1. What Tangent and Normal Lines Represent
A tangent is the straight line that just touches the curve at a point and moves in the same direction as the curve there. The normal is the line perpendicular to the tangent at that point. In personal-notes style: tangent follows the curve’s direction, normal cuts across it at 90 degrees.
2. Slope of Tangent Using the Derivative
The derivative gives the slope of the tangent at any point on the curve.
2.1. Formula
m_{\text{tangent}} = f'(a)
Here, (a, f(a)) is the point of contact.
3. Equation of Tangent Line
Once the slope is known, the tangent line is written using the point–slope form.
3.1. Formula
y - f(a) = f'(a)(x - a)
3.2. Example
For f(x) = x^2 at x = 1:
f'(x) = 2x → f'(1) = 2
y - 1 = 2(x - 1)
4. Slope and Equation of the Normal Line
The normal line is perpendicular to the tangent, so its slope is the negative reciprocal of the tangent slope.
4.1. Slope of Normal
m_{\text{normal}} = -\frac{1}{f'(a)}
4.2. Equation of Normal
y - f(a) = -\frac{1}{f'(a)} (x - a)
4.3. Example
Using the earlier example f(x) = x^2 at x = 1:
m_{\text{normal}} = -\frac{1}{2}
y - 1 = -\frac{1}{2}(x - 1)
5. Finding Tangent and Normal at a Specific Point — Steps
- Find the derivative f'(x).
- Evaluate f'(a) to get tangent slope.
- Use point–slope form to write the tangent equation.
- Take negative reciprocal of slope to write the normal equation.
6. More Examples
These examples show how the tangent and normal are found in different types of functions.
6.1. Example 1 — Trigonometric Function
Find tangent and normal for f(x) = sin x at x = π/3.

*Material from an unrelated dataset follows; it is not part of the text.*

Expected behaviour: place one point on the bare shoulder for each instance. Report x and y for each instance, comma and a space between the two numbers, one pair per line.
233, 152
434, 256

f'(x) = \cos x → f'(π/3) = \frac{1}{2}
Tangent slope = 1/2
y - \frac{ \sqrt{3}}{2} = \frac{1}{2}(x - \frac{\pi}{3})
Normal slope = −2.
6.2. Example 2 — Exponential Function
For f(x) = e^x at x = 0:
f'(x) = e^x → f'(0) = 1
Tangent: y - 1 = 1(x - 0)
Normal: y - 1 = -1(x - 0)
7. Why Tangent and Normal Are Important
Tangent and normal lines help in curve analysis, motion problems, reflections, optimization geometry, and approximating curves using straight lines close to a point.